Kampf gegen Schrottimmobilien wird verschärft – Kurzzeitvermietungen spürbar einschränken
Vermieter stehen nicht unter General-Verdacht
Die Landesregierung hat den Entwurf des „Gesetzes für fairen Wohnraum und zur Sicherstellung angemessener Wohn- und Unterbringungsverhältnisse im Land Nordrhein-Westfalen (Faires-Wohnen-Gesetz Nordrhein-Westfalen – FWoG NRW)“ beschlossen. Das Ministerium für Heimat, Kommunales, Bau und Digitalisierung des Landes Nordrhein-Westfalen hat am Dienstag, 17. März 2026, die Verbändeanhörung zum Gesetzentwurf eingeleitet. Bis Mitte April 2026 haben nun Organisationen und Verbände Zeit, dazu Stellung zu nehmen.

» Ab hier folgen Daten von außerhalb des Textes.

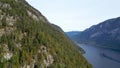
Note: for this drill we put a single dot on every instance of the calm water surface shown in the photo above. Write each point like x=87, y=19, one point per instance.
x=101, y=57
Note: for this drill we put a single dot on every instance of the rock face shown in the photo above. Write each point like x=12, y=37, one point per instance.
x=105, y=34
x=28, y=40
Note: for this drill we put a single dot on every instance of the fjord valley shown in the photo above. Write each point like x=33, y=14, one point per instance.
x=101, y=43
x=105, y=34
x=28, y=40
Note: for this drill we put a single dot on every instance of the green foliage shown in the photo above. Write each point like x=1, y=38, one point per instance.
x=29, y=35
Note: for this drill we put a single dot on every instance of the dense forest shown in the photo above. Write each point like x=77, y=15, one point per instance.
x=28, y=40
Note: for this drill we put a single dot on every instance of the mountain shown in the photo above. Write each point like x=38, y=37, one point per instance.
x=28, y=40
x=106, y=34
x=72, y=35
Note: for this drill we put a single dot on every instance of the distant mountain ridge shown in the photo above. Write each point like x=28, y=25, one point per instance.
x=106, y=34
x=29, y=40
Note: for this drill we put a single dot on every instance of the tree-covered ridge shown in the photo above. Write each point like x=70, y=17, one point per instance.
x=27, y=40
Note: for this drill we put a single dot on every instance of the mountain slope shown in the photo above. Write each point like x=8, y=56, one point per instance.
x=28, y=40
x=72, y=35
x=105, y=34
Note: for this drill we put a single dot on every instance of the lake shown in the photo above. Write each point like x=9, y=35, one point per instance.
x=102, y=57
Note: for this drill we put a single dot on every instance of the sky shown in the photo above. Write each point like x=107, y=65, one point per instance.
x=77, y=15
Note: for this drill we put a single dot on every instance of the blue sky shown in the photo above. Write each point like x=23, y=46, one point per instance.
x=77, y=15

Das Gesetzesvorhaben soll dem Landtag im Juni 2026 zur weiteren Beratung und Beschlussfassung zugeleitet werden.
Der Wohnungsmarkt in Nordrhein-Westfalen umfasst rund 9,3 Millionen Wohnungen und ist eine zentrale Grundlage für soziale Teilhabe und gesellschaftliche Stabilität. Die überwiegende Mehrheit der Eigentümerinnen und Eigentümer sorgt für sicheren und angemessenen Wohnraum und erfüllt ihre gesetzlichen Pflichten. Das neue Gesetz soll diese verantwortungsvollen Akteure schützen – und gleichzeitig ein noch konsequenteres Vorgehen gegen Missstände erlauben.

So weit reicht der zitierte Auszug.